A Claude Harris le extrañaban dos cosas: no saber nada de Igor Kolstov y no ver ninguna ambulancia en el tren de Saint Etienne. Lo primero tenía alguna explicación. Posiblemente Kolstov dirigía la operación desde París. Era lógico, ya no tenían edad para estar sobre el terreno. A él le gustaba y le pagaban muy bien por ello, no los exiguos sueldos de los funcionarios.
-No problem, ya veré a Igor cuando acabe esta engorrosa historia.
Engorrosa porque, y aquí estaba su segunda preocupación, no podía creer que el guardia civil se la hubiese jugado otra vez. A él y a los soviéticos. Sus hombres habían visto a los rusos merodeando alrededor del convoy, incluso habían cruzado con ellos miradas de una creciente e incómoda incredulidad, lo que resultaba cómico si no hubiera supuesto una lamentable pérdida de tiempo y de esfuerzos. ¿Dónde estaba esa ambulancia?
-Está usted loco, brigada. Hemos podido matarnos todos. ¿Cómo se le ocurre circular por una vía de tren y encima, ahora, meternos en un túnel?
Kolstov no salía de su asombro. Martorell, fiándose de la primera confesión de Kolstov, había decidido no llegar a Lyon. Hizo que Carmelo pasase del vagón de transporte de los automóviles al primero de pasajeros. Una vez allí, Carmelo accionó la alarma y cuando volvía a toda prisa se topó con dos individuos que le señalaban con algo tan poco simpático como el cañón de una pistola. Se dio la vuelta. Tropezó con un revisor. Pasó al vagón siguiente: era el restaurante. El camarero, bandeja en alto, esquivó el encontronazo con expresión de fastidio. Carmelo alcanzó al vuelo la bandeja y fintó a los dos perseguidores; cambiándose la bandeja de mano sirvió copas con flemática eficiencia. Poco después, se metió en el departamento de una parejita amartelada.
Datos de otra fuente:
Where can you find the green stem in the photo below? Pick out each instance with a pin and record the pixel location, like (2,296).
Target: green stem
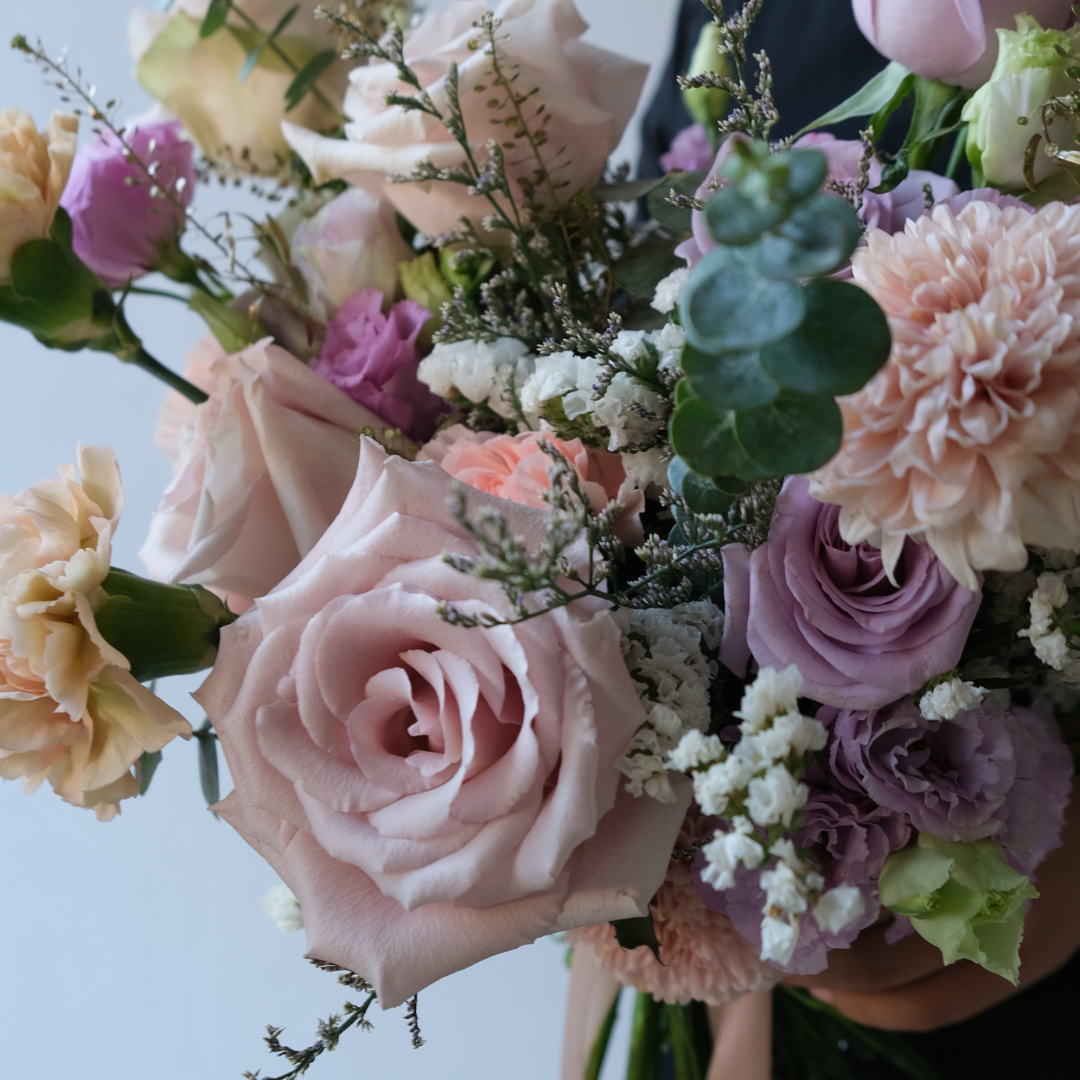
(282,55)
(177,382)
-Sigan, sigan, ustedes a lo suyo, por mí no paren, les dijo.
Salió por la ventana, se tiró al suelo y corrió hacia la ambulancia. María, mientras, había despejado los topes de las ruedas y el brigada, al volante, hizo descender el vehículo. Carmelo llegó corriendo perseguido por los dos rusos: eran los mismos que les habían seguido hasta Givors, y que habían decidido subirse también al tren. El primer disparo destrozó definitivamente el retrovisor de la ambulancia y el segundo un intermitente trasero. El tercero ya no se oyó. La ambulancia avanzaba entre los raíles dando tumbos y adentrándose en el oscuro túnel que preocupaba a Igor Kolstov.
-¿Es la luz al final del túnel o un tren que viene de frente?, comentó Carmelo inquieto.